20:59:04 - Xorg segfault
20:59:05 - new Xorg: RADEON(0): Direct rendering disabled

Xorg backtrace:
0: /usr/bin/Xorg (xorg_backtrace+0x48) [0x584b08]
1: /usr/bin/Xorg (0x400000+0x1887f9) [0x5887f9]
2: /usr/lib/libpthread.so.0 (0x7fb78e9a4000+0xf4b0) [0x7fb78e9b34b0]
3: /usr/lib/xorg/modules/dri/radeonsi_dri.so (0x7fb786e9e000+0x68b7c) [0x7fb786f06b7c]
4: /usr/lib/xorg/modules/dri/radeonsi_dri.so (0x7fb786e9e000+0x6b401) [0x7fb786f09401]
5: /usr/lib/xorg/modules/dri/radeonsi_dri.so (0x7fb786e9e000+0x48884) [0x7fb786ee6884]
6: /usr/lib/xorg/modules/dri/radeonsi_dri.so (0x7fb786e9e000+0x19ac9b) [0x7fb787038c9b]
7: /usr/lib/xorg/modules/dri/radeonsi_dri.so (0x7fb786e9e000+0x1a2dc8) [0x7fb787040dc8]
8: /usr/lib/xorg/modules/dri/radeonsi_dri.so (0x7fb786e9e000+0x1a530c) [0x7fb78704330c]
9: /usr/lib/xorg/modules/dri/radeonsi_dri.so (0x7fb786e9e000+0x13b8e4) [0x7fb786fd98e4]
10: /usr/lib/xorg/modules/dri/radeonsi_dri.so (0x7fb786e9e000+0x13cc50) [0x7fb786fdac50]
11: /usr/lib/libglamor.so.0 (0x7fb78b26d000+0x1e2a7) [0x7fb78b28b2a7]
12: /usr/lib/libglamor.so.0 (0x7fb78b26d000+0x1e892) [0x7fb78b28b892]
13: /usr/lib/libglamor.so.0 (0x7fb78b26d000+0x1f184) [0x7fb78b28c184]
14: /usr/lib/libglamor.so.0 (0x7fb78b26d000+0x1fc70) [0x7fb78b28cc70]
15: /usr/lib/libglamor.so.0 (0x7fb78b26d000+0x524c) [0x7fb78b27224c]
16: /usr/lib/libglamor.so.0 (0x7fb78b26d000+0x5b74) [0x7fb78b272b74]
17: /usr/lib/libglamor.so.0 (0x7fb78b26d000+0x6bb5) [0x7fb78b273bb5]
18: /usr/lib/libglamor.so.0 (0x7fb78b26d000+0x6e9a) [0x7fb78b273e9a]
19: /usr/bin/Xorg (miCopyRegion+0x1ad) [0x564f7d]
20: /usr/bin/Xorg (miDoCopy+0x456) [0x565506]
21: /usr/lib/libglamor.so.0 (0x7fb78b26d000+0x6edd) [0x7fb78b273edd]
22: /usr/bin/Xorg (0x400000+0x112258) [0x512258]
23: /usr/bin/Xorg (0x400000+0xced0a) [0x4ced0a]
24: /usr/bin/Xorg (0x400000+0xd02e8) [0x4d02e8]
25: /usr/bin/Xorg (0x400000+0x35c8e) [0x435c8e]
26: /usr/bin/Xorg (0x400000+0x39aaa) [0x439aaa]
27: /usr/lib/libc.so.6 (__libc_start_main+0xf0) [0x7fb78d611000]
28: /usr/bin/Xorg (0x400000+0x2507e) [0x42507e]
Comment 1 Marti Raudsepp 2014-06-05 18:35:38 UTC
Created attachment 100482 [details]
kernel.log
Comment 2 Michel Dänzer 2014-06-06 03:18:24 UTC
It might be worth getting the PITCAIRN_mc2.bin microcode and trying a 3.15 kernel.

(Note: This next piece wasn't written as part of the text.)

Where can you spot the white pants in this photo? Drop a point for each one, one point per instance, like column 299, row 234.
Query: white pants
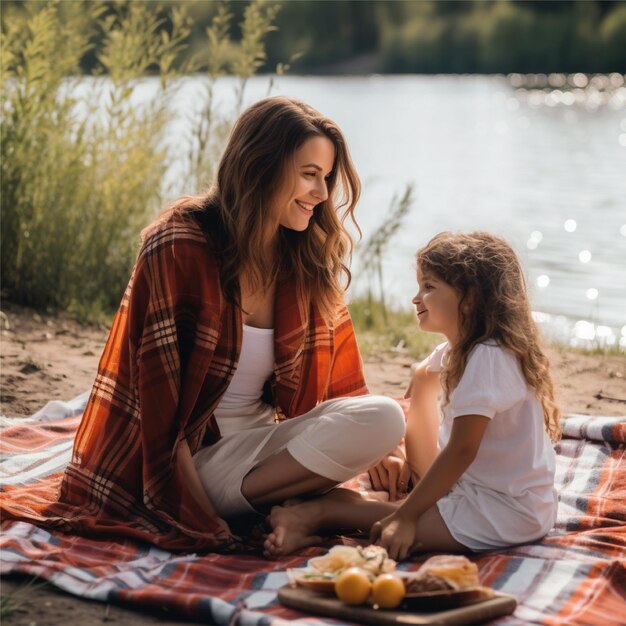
column 338, row 439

Does this happen with particular pictures or randomly?
Comment 3 Marti Raudsepp 2014-06-06 10:57:29 UTC
> Does this happen with particular pictures or randomly?

I haven't tried to reproduce it yet, I will try to find the time for it.

> It might be worth getting the PITCAIRN_mc2.bin microcode and trying a 3.15 kernel.

I guess once I've managed to reproduce it, otherwise we don't know if it fixes anything.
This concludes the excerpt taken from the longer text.